Говорили мы за столом обо всем понемногу, но конечно, и о падшей звезде Антиба, о художнике Никола де Стале побеседовали. Ирина вполне убедительно высказывалась о его колорите, и пространстве, и свете, о том, что он дошел в живописи до пределов возможного, что он рвался за этот предел, хотел раскрыть в красках тайну Творения…
Беседа за чайным столом текла мирно, чай и печенье были безупречными, но для меня все кончилось не слишком безмятежно.
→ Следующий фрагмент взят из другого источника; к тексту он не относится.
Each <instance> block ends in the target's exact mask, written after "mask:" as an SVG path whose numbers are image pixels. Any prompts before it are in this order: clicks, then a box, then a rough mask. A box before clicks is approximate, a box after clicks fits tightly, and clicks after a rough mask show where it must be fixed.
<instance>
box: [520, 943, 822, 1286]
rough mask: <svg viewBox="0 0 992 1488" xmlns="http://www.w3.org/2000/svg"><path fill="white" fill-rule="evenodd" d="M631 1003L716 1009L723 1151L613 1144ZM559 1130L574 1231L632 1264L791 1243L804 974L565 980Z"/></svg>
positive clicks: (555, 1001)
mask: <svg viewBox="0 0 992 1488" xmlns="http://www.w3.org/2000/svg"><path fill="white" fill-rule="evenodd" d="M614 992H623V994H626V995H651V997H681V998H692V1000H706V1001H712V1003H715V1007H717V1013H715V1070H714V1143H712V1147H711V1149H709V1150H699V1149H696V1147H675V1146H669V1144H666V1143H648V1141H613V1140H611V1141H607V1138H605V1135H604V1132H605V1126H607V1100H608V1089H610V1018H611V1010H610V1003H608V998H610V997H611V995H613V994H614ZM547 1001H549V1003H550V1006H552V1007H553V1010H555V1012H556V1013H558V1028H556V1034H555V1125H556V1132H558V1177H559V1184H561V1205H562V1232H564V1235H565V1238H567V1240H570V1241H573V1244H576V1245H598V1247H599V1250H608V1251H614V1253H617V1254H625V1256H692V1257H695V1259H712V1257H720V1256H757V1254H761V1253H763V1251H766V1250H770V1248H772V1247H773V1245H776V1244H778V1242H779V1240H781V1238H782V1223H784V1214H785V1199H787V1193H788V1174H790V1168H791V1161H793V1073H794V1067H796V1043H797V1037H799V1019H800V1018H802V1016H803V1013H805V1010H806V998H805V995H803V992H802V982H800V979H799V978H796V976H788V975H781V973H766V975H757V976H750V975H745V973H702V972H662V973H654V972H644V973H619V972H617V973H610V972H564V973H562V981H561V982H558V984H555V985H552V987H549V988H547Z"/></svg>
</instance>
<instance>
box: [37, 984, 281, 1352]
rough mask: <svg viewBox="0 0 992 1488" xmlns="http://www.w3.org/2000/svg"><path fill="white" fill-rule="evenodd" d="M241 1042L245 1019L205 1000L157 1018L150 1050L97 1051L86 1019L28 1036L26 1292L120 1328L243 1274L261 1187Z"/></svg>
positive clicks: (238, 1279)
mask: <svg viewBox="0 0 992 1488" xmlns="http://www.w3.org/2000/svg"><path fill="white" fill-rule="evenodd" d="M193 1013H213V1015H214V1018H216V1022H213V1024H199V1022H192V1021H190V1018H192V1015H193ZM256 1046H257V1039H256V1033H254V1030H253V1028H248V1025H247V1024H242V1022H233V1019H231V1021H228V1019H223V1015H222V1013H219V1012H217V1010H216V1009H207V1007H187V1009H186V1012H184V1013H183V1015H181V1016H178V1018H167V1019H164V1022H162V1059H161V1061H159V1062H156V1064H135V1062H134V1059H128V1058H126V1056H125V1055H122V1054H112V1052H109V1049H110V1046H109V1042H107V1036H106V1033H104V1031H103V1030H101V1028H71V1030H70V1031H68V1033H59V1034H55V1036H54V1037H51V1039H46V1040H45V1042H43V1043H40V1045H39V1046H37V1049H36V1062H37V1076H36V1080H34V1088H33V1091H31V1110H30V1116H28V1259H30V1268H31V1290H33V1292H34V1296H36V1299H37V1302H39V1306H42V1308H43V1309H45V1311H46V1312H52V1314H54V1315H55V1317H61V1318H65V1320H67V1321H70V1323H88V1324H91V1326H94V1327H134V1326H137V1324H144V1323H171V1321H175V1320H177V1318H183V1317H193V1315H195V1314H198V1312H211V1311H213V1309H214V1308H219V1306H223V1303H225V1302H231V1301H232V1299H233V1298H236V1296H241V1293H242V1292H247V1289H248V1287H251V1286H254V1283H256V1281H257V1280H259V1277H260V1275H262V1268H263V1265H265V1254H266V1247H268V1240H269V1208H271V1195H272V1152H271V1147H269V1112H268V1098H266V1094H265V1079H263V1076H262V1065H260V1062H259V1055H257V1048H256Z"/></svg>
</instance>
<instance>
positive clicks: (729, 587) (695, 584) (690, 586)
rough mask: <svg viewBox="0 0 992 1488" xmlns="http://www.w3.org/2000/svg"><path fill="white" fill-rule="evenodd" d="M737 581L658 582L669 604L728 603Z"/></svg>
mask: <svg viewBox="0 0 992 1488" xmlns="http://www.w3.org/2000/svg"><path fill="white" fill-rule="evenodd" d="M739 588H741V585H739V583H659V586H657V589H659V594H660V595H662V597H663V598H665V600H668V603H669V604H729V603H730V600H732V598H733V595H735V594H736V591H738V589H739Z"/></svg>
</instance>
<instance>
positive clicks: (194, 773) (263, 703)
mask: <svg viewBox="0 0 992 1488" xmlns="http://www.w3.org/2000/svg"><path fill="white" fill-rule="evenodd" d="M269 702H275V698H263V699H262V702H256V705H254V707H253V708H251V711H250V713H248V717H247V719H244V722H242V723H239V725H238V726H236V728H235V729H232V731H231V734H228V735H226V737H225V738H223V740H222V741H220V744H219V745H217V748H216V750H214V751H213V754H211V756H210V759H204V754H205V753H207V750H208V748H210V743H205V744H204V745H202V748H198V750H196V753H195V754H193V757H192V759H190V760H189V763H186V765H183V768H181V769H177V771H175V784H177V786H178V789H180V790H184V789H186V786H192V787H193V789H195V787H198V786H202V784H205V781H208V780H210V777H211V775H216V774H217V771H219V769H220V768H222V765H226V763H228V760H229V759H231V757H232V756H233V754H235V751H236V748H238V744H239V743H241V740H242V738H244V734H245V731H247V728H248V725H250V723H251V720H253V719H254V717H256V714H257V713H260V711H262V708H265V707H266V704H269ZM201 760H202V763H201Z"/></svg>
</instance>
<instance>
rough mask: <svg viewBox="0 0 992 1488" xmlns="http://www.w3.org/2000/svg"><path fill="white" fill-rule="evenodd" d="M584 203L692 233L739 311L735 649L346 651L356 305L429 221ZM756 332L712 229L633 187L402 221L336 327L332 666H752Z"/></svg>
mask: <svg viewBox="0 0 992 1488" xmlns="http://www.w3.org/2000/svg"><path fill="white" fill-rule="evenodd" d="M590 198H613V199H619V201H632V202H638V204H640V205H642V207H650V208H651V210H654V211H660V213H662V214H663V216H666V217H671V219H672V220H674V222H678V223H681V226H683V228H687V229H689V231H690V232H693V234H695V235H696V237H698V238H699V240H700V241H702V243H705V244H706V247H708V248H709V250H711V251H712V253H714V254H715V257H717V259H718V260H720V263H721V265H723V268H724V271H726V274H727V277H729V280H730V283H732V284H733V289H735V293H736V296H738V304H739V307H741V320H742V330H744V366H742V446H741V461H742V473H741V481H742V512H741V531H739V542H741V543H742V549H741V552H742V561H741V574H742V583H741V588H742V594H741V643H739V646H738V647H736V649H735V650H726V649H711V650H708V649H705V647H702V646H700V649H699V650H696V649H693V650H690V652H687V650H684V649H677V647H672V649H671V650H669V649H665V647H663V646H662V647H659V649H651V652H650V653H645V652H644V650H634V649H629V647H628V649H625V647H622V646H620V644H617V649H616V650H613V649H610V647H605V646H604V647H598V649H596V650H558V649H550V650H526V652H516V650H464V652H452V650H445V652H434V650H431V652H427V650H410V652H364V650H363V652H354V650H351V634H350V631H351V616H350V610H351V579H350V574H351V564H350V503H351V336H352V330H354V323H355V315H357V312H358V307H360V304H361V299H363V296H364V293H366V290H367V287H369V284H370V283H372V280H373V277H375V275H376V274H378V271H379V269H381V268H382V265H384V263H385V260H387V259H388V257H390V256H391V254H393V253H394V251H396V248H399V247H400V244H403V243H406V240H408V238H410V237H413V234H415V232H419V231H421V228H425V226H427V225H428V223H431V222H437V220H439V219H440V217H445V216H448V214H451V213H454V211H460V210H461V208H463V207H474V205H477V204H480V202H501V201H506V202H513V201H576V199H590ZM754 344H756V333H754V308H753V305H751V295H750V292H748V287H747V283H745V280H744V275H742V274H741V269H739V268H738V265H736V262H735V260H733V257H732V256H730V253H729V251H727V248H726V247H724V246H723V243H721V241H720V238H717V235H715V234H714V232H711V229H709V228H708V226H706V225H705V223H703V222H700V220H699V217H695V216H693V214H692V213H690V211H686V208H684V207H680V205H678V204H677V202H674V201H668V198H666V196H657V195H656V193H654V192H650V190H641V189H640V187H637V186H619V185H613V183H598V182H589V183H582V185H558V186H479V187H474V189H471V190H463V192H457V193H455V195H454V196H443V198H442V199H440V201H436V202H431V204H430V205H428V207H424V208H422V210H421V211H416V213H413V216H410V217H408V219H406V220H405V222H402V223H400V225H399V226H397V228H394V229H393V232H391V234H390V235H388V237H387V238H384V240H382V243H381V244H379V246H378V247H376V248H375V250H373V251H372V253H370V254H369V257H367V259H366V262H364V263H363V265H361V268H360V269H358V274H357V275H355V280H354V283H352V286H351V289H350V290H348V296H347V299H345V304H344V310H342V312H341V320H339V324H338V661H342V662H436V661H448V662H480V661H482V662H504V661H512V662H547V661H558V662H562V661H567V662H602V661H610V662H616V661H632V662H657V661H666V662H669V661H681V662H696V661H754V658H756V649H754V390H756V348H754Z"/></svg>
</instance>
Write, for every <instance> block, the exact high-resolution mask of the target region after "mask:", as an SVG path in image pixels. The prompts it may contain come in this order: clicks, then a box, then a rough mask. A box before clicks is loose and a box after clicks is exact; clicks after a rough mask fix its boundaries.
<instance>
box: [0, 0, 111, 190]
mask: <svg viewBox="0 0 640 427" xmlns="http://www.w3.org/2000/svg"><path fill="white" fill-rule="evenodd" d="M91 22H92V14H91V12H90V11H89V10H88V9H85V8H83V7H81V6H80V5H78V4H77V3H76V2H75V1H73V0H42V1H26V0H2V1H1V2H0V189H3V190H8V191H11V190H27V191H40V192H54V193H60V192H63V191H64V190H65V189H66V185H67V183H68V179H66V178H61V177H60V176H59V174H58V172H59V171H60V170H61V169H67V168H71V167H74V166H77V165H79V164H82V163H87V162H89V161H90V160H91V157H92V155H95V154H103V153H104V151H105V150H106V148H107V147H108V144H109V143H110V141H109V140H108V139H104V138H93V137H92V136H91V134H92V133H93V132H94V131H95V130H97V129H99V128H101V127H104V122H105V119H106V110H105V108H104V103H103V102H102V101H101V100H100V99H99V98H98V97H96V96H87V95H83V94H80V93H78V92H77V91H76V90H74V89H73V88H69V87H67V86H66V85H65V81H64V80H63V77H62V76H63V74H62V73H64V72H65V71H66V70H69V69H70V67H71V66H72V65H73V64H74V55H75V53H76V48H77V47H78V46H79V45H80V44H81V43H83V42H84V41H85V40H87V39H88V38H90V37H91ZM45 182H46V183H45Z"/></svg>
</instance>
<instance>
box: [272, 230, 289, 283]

Впрочем, может, и не так все плохо кончилось, потому что, сказать точнее, еще не кончилось и, как вы можете отметить, не кончается: сижу, пишу…
Помню, что разговор с неизбежностью вернулся к тому, что случилось в ту мартовскую ночь в Антибе полвека тому назад, о причинах беды. Пьер сказал, что, строго говоря, судить о причинах того, что случилось в ту ночь, ему все же трудно, потому что он мало знает о жизни художника, о тогдашних обстоятельствах его жизни, а главное – о его прошлом, в частности, о его детстве. Как можно вообще говорить о человеке, не зная толком о его детстве?..
Ирина сказала, что и после счастливого детства (у нее самой отец был милейший человек, киевский поэт) столько жизнь преподносит нам нежданных трудностей и поворотов – пойди сохрани жизнелюбие. На это я возразил, что внешние обстоятельства бывают ужасны и все же… Я напомнил, сколько хитростей придумывал Лев Толстой, чтоб не покончить с собой, и притом обстоятельства его были в ту пору самые благополучные.